Preparing for USP <797> Microbiology - Related Changes

Contributor: Abby Roth
Founder, Pure Microbiology

The buzz surrounding the release of USP General Chapter <797> on November 1, 2022, is undeniable, as it should be. We have seen four different possible iterations of the chapter since 2015. This highly anticipated release brings significant changes to sterile compounding operations and facility design, all with the intention of improving patient safety and ensuring patient access to essential medication. Because many of the new requirements will require extensive time to incorporate into policies and procedures, USP has set a one-year implementation date of November 1, 2023. 

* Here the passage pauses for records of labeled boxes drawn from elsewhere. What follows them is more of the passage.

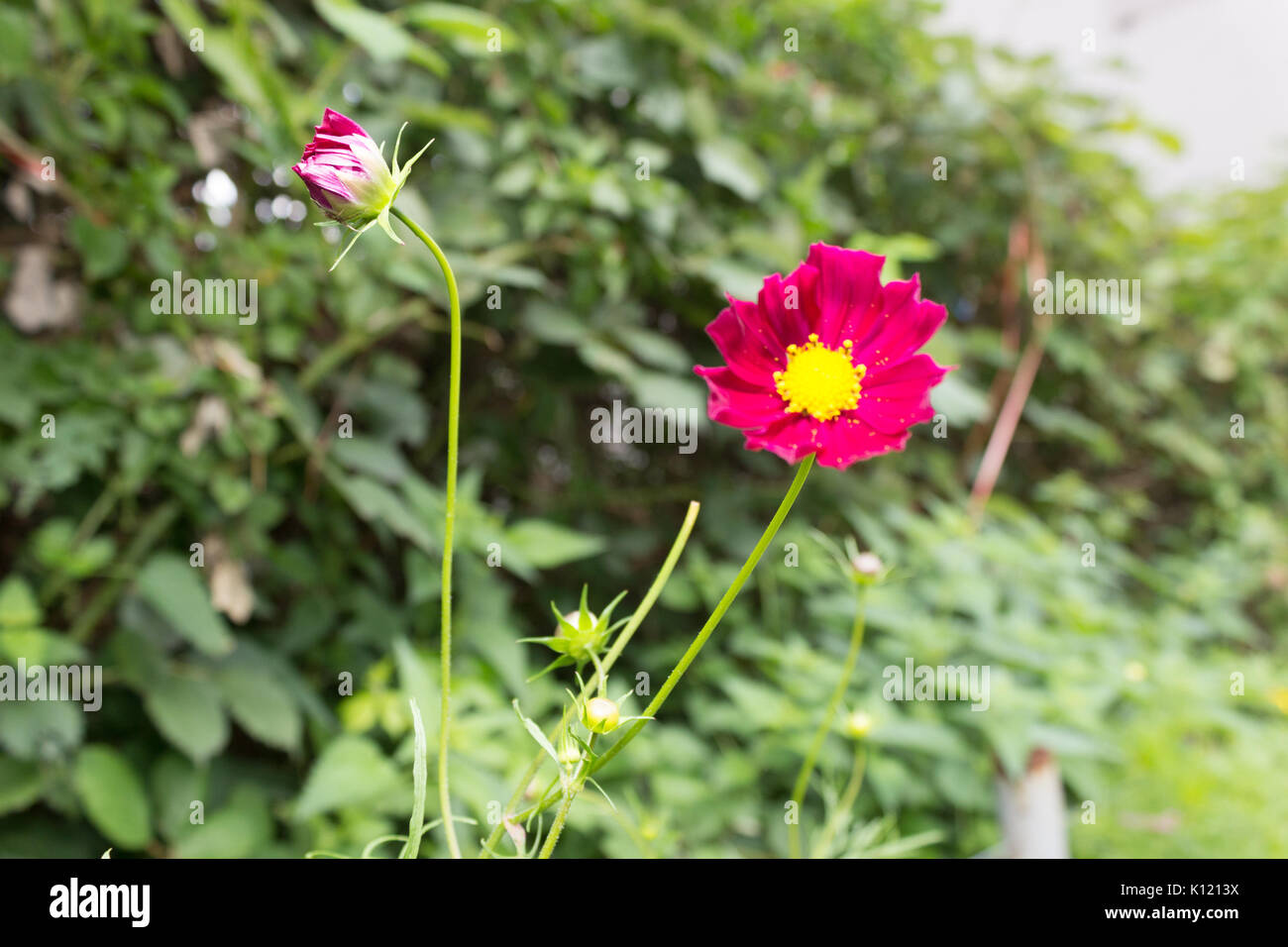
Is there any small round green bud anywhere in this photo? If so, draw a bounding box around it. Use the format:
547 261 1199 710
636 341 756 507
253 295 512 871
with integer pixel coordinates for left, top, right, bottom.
555 611 599 635
559 740 581 767
583 697 621 733
845 710 872 740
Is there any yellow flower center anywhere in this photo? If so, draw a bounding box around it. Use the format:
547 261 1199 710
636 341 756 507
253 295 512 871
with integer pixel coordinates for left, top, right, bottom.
774 334 868 421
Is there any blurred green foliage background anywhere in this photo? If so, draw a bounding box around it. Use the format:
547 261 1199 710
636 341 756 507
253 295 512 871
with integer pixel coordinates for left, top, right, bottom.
0 0 1288 857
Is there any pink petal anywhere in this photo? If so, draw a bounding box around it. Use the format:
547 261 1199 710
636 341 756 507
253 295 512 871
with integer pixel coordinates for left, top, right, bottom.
313 108 371 138
693 365 786 428
854 277 948 369
707 299 787 388
759 263 818 347
807 244 885 348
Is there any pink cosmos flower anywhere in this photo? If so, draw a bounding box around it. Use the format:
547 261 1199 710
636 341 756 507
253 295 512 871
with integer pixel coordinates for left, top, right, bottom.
695 244 950 469
291 108 433 269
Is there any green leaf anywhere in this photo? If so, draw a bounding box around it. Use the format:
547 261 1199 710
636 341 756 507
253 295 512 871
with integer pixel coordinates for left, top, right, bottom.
143 677 228 763
174 785 273 858
402 4 522 54
698 138 769 201
137 553 235 655
502 519 604 570
295 736 402 821
0 701 85 760
0 756 42 815
215 661 304 750
0 627 85 668
0 575 43 627
71 217 130 281
313 0 447 76
72 745 152 849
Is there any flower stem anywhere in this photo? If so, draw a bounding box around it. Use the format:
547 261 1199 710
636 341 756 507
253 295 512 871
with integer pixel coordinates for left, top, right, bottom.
480 500 700 858
390 207 461 858
590 454 814 773
537 733 599 858
787 586 867 858
483 454 814 845
814 746 868 858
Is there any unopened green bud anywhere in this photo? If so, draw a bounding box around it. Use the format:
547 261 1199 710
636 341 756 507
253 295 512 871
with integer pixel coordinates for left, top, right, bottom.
845 710 872 740
583 697 621 733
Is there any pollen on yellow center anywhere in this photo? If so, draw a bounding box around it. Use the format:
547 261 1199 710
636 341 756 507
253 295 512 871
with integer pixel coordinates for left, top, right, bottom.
774 334 868 421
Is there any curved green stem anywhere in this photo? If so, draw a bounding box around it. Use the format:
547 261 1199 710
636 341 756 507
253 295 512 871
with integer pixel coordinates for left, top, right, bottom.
390 207 461 858
537 733 599 858
480 500 702 858
590 454 814 773
814 746 868 858
787 586 866 858
486 454 814 841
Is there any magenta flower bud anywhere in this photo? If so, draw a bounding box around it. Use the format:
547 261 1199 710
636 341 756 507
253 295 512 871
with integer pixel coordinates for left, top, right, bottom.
291 108 429 269
291 108 396 227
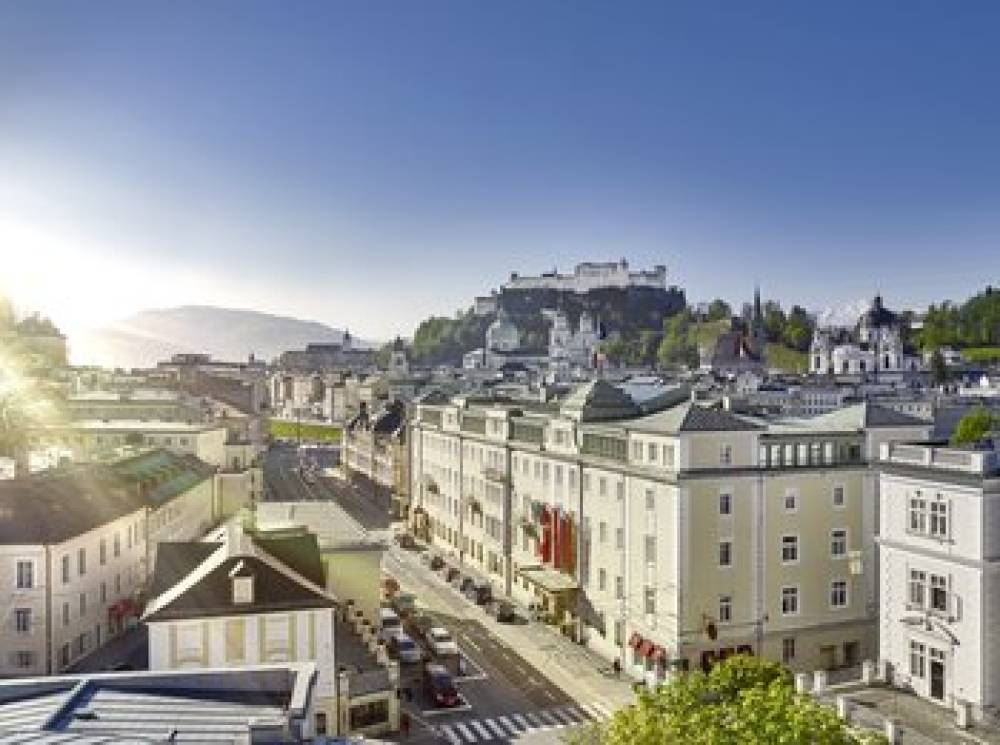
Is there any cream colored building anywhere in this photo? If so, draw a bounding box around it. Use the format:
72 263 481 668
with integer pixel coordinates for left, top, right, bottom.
410 381 928 680
143 522 339 737
0 451 226 677
878 443 1000 722
29 419 229 467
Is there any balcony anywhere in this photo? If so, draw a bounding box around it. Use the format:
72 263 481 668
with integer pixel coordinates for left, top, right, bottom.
483 466 508 484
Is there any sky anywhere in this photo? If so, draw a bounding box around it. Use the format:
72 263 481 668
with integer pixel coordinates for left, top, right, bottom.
0 0 1000 339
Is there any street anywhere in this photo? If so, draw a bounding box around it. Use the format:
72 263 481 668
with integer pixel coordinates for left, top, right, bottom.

For those responsible for making changes to policies and standard operating procedures (SOPs), it’s time to get started. We see changes throughout the chapter, making it critical to read and reread the chapter to pick up on some very nuanced differences between the 2008 and 2022 versions. This is especially true with media-fill testing, gloved fingertip testing, and viable sampling, which will affect all sterile compounding organizations. To understand the changes to these microbiology-related tests, we must first review the newly established compounded sterile preparation (CSP) categories.

CSP Categories & BUDs

The traditional compounding risk levels of low, medium, and high have become ingrained in daily practice. But with the new chapter, they are replaced with CSP Categories 1, 2, and 3. It is important to note that low, medium, and high risk do not directly correlate with Categories 1, 2, and 3. The new categories are based on where the primary engineering control (PEC) in which a CSP is prepared, is located, and other quality-related elements, not the number or type of components used in the preparation of the sterile medication. Table 1 provides a summary of Category 1, 2, and 3 requirements. Be sure you review Section 14 of USP <797> for the full dating that can be assigned to CSPs. If you have a compounding aseptic isolator (CAI) or compounding aseptic containment isolator (CACI) in a segregated compounding area (SCA), you face a major BUD change. You are no longer afforded full dating and the CSPs you prepared are limited to the Category 1 BUDs. Because of this, many are moving away from the use of CAIs and CACIs in their SCAs and replacing them with laminar airflow workbenches (LAFWs) and biological safety cabinets (BSCs).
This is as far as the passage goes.